Melbourne, Australia (CNN)The murder of a 22-year-old Australian comedian has ignited a debate in the country about the safety of women and the right to be able to walk home at night without fear of attack.
Eurydice Dixon: Tributes and anger as Australia mourns murdered comedian
Eurydice Dixon was raped and killed as she walked home from a performance Tuesday night through a popular park in the inner-city Melbourne suburb of Carlton North.
The attack stunned the community not only because it happened in what's considered a relatively safe city, but because of the police advice that followed.
After informing residents there would be 24-hour patrols at Princes Park where Dixon's body was found, Victoria Police Superintendent David Clayton advised residents to "take responsibility for your own safety."
Some interpreted his words as victim-blaming, that Dixon was somehow at fault for walking home by herself at night.
A 19-year-old-man was charged with her rape and murder Thursday.
Among tributes to the young comedian there was growing outcry on social media who called for the blame to be placed squarely on her attacker.
"When I was a 22-year-old comedian, I constantly walked home from gigs along in the middle of the night because I couldn't afford the tram fare, let alone taxis," broadcaster Meshel Laurie said on Twitter. "Should we allow murderous rapists and poverty to ensure we're locked inside our entire lives?"
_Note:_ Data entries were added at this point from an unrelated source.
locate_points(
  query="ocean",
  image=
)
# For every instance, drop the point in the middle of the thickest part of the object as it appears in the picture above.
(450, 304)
Bernard Keane, a leading political writer based in Canberra said the "victim blaming" from police was "garbage."
"Men don't let women be safe anywhere," he tweeted.
Influential Australian feminist writer Clementine Ford said it wasn't a lack of "situational awareness" that ended the life of Dixon. "It was a person who made a conscious decision to exercise extreme violence against her," she said.
Victoria Police Minister Lisa Neville addressed the outcry in a news conference Friday, saying the role of the police was to ensure people are aware of the risks around them.
"Just as it's touched and hurt our community and the family it also touches our police as well, that's why they want to make sure women understand the risks while we fight to ensure we have safety within our communities and our homes," she said.